Characteristics common to both tumor cells and normal stem cells appear to exist, referred to as stemness. The hallmark traits of stem cells—self-renewal and differentiation capacity—are reflected by the high proliferative capacity and phenotypic plasticity of tumor cells.3 Since the initial concept of cancer stem cells in solid tumors was established using NOD/SCID mice, we have had to employ animals to apply luciferase-expressing cell behavior to the theory of cancer stem cells. Our recent BLI-based experimentation suggests that a subpopulation of cancer stem cells is essential for organ-selective cancer metastasis.4

Approximately 10–20% of all systemic malignancies will eventually metastasize to the brain.5 Despite this high frequency of brain tumors, an accepted approach for effective treatment is still lacking. Accumulating clinical data suggest that the interaction between chemokines (proteins) and their receptors is a critical component for regulation of tumor progression and metastasis in many cancer types,1 and that the CXCR4/CXCL12 pathway is involved.1 However, the pathophysiology in brain metastasis is not fully understood because of the difficulty of creating appropriate animal models. Therefore, BLI combined with high-frequency US imaging should allow various preclinical studies at the tumor/normal-brain interface.

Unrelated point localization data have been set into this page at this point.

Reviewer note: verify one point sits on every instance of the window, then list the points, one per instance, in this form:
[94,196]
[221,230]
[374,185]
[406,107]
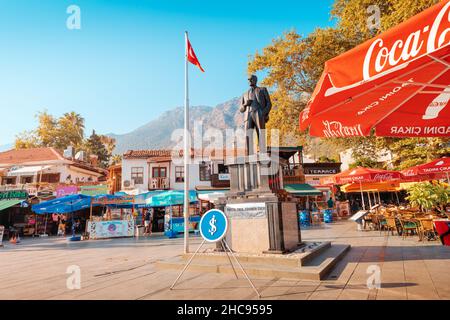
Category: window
[179,174]
[205,172]
[137,175]
[222,168]
[8,180]
[24,180]
[49,177]
[159,172]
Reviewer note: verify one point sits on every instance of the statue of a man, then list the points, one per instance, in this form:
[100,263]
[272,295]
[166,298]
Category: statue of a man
[257,105]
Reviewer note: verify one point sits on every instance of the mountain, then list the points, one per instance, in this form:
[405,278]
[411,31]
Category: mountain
[157,133]
[6,147]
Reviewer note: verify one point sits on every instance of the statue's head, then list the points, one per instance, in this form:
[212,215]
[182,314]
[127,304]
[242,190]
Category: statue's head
[253,80]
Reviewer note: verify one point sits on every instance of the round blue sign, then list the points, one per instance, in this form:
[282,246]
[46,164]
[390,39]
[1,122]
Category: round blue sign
[213,225]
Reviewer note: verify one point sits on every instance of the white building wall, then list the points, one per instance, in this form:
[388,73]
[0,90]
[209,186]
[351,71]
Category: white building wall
[63,169]
[194,173]
[127,164]
[347,158]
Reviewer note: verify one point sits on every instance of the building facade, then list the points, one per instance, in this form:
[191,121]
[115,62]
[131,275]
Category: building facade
[147,170]
[35,168]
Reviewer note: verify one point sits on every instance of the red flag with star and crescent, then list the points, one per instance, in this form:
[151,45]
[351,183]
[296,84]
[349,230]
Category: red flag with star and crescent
[192,58]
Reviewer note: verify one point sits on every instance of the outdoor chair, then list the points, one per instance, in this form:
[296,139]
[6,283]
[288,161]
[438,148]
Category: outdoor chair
[426,229]
[382,223]
[391,225]
[409,227]
[316,218]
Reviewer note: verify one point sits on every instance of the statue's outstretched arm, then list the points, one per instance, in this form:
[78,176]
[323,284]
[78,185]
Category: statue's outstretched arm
[268,102]
[243,106]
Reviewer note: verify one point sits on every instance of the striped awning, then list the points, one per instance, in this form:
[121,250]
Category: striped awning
[302,189]
[5,204]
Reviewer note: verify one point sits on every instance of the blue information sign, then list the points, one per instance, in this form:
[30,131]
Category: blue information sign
[213,225]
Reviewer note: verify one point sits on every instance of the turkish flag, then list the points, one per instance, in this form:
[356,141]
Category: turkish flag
[192,58]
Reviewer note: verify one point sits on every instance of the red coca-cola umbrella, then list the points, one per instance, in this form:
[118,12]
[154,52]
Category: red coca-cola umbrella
[360,174]
[396,84]
[436,169]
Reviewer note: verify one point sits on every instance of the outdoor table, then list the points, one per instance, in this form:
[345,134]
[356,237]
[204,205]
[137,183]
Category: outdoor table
[443,228]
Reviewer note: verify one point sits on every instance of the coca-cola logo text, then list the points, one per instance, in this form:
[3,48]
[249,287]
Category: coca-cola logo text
[337,129]
[426,40]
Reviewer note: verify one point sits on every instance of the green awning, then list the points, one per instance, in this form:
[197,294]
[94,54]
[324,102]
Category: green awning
[5,204]
[302,189]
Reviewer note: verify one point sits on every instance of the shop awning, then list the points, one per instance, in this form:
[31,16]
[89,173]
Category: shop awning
[171,198]
[28,170]
[5,204]
[66,204]
[302,189]
[387,186]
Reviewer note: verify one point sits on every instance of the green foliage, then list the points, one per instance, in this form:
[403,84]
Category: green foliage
[429,196]
[95,145]
[410,152]
[60,133]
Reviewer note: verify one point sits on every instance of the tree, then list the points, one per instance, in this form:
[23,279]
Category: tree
[95,146]
[70,131]
[60,133]
[26,140]
[410,152]
[116,159]
[428,195]
[293,64]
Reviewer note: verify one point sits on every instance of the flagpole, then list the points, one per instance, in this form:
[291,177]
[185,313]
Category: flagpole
[186,149]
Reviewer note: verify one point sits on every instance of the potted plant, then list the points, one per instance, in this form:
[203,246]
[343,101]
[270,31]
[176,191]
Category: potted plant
[428,196]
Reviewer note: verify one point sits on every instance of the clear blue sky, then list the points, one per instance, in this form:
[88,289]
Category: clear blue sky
[125,66]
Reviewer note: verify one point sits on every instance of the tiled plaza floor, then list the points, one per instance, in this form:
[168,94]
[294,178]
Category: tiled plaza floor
[125,269]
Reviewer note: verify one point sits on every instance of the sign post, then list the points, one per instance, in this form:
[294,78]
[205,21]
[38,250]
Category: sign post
[2,231]
[213,228]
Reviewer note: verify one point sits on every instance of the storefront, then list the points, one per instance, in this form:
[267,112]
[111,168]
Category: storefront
[15,214]
[118,221]
[314,172]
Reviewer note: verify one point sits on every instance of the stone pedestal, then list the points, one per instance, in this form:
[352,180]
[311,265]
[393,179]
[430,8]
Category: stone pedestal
[258,221]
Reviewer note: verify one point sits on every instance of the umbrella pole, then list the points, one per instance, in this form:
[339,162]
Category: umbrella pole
[45,225]
[362,196]
[171,219]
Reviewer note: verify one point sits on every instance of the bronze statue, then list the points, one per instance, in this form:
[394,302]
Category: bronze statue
[257,105]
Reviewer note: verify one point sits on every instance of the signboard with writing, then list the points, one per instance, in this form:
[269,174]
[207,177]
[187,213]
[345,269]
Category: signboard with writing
[321,168]
[2,231]
[246,210]
[224,176]
[62,191]
[213,225]
[117,200]
[94,190]
[177,224]
[13,194]
[110,229]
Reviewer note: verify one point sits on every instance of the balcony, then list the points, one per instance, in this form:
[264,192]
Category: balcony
[221,180]
[159,184]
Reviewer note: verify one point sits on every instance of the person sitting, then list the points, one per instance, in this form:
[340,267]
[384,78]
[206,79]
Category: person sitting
[330,203]
[14,239]
[62,228]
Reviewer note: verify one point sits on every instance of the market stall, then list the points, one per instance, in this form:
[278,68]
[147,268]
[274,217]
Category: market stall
[115,222]
[172,203]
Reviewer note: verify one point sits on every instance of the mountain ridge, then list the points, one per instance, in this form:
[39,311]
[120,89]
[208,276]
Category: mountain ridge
[156,134]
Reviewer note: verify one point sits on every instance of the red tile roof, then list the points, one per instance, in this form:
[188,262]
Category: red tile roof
[145,154]
[164,155]
[29,155]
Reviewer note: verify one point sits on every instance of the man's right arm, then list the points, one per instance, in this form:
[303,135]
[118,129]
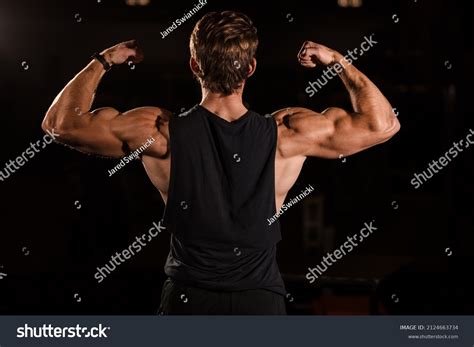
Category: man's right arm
[105,131]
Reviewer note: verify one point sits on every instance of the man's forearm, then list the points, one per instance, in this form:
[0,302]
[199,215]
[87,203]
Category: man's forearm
[75,99]
[367,101]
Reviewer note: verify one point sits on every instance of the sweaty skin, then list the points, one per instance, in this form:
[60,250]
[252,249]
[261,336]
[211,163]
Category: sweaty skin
[302,132]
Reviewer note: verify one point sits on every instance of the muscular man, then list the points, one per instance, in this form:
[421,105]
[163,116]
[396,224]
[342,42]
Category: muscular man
[222,169]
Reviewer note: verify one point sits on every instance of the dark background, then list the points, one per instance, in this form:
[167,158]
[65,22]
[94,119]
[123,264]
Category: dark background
[50,248]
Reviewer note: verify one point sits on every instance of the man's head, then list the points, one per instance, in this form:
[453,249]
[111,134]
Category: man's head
[223,47]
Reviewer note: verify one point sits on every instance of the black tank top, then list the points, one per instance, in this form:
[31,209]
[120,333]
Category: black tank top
[221,193]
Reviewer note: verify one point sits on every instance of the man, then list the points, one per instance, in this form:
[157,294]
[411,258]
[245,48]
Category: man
[221,169]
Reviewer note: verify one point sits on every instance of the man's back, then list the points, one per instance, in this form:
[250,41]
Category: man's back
[221,193]
[220,180]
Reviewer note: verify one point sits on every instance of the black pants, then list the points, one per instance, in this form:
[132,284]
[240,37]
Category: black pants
[177,299]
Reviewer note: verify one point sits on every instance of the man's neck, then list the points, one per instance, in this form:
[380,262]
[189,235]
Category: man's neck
[228,107]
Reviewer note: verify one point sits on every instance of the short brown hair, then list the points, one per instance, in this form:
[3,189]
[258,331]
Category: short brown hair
[223,44]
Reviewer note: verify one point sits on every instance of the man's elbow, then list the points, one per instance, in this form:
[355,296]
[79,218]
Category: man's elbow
[50,124]
[389,129]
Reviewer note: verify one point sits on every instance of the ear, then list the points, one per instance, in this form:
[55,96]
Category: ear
[252,67]
[194,66]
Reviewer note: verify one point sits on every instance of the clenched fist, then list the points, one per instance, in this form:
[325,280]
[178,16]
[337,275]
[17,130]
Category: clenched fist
[313,54]
[123,52]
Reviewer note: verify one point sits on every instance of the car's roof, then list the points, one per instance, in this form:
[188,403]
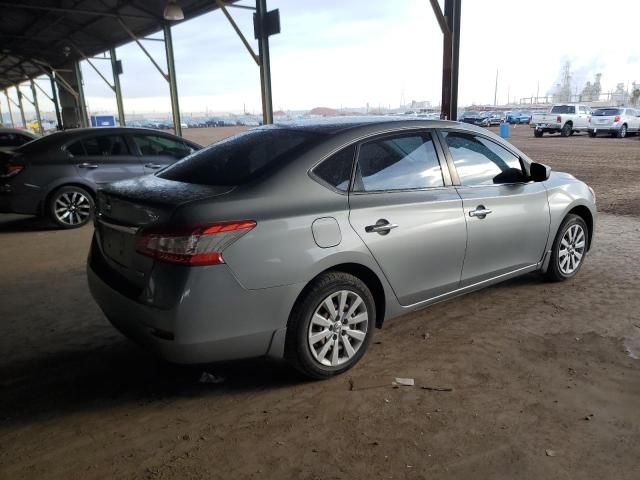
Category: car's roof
[334,125]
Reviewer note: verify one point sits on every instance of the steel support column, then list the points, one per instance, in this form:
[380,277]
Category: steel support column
[265,63]
[21,107]
[54,94]
[83,116]
[6,94]
[173,85]
[115,68]
[36,106]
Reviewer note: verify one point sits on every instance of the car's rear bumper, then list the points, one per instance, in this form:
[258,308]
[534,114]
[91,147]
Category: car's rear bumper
[214,318]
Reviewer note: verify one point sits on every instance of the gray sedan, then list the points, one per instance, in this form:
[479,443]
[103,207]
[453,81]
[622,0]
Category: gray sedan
[57,176]
[296,241]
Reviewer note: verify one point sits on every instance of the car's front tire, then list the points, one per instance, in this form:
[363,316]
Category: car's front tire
[70,207]
[331,325]
[569,249]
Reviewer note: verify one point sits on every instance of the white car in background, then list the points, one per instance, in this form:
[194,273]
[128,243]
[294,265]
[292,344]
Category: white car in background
[616,121]
[565,119]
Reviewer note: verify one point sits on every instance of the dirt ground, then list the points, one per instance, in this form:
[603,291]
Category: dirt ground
[544,378]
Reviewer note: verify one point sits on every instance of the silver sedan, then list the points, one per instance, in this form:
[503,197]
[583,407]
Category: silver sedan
[296,241]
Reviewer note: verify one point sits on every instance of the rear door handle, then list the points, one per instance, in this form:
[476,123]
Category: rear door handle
[382,227]
[480,212]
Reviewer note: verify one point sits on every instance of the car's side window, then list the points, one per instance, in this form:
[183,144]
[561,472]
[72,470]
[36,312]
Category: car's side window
[479,161]
[398,163]
[336,170]
[157,145]
[106,146]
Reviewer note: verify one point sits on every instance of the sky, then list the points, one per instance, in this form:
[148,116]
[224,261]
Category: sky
[350,53]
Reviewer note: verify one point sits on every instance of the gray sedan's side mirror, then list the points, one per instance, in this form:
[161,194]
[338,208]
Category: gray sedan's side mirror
[539,172]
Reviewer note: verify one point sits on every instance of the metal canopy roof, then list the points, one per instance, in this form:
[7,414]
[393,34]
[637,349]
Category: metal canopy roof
[41,33]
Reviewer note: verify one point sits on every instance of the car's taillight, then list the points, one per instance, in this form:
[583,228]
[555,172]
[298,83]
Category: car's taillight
[11,169]
[197,246]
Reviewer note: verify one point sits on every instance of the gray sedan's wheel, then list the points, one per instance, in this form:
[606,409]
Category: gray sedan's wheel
[331,325]
[71,207]
[569,249]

Combining cell resources with an appropriate animal model, our goal for the immediate future, will promote a better and more profound understanding of human-cancer-cell biology. Advances in optical imaging should provide a new platform to accelerate development of therapeutic strategies for human cancer.

This study was supported by a Health and Labor Science Research Grant from the Ministry of Health, Labor, and Welfare (Research on Biological Resources) and the Ministry of Education, Culture, Sports, Science, and Technology (MEXT) of Japan, and a grant from the ‘Strategic Research Platform’ for Private Universities: Matching Fund Subsidy from MEXT. We thank Masafumi Takahashi for helpful suggestions.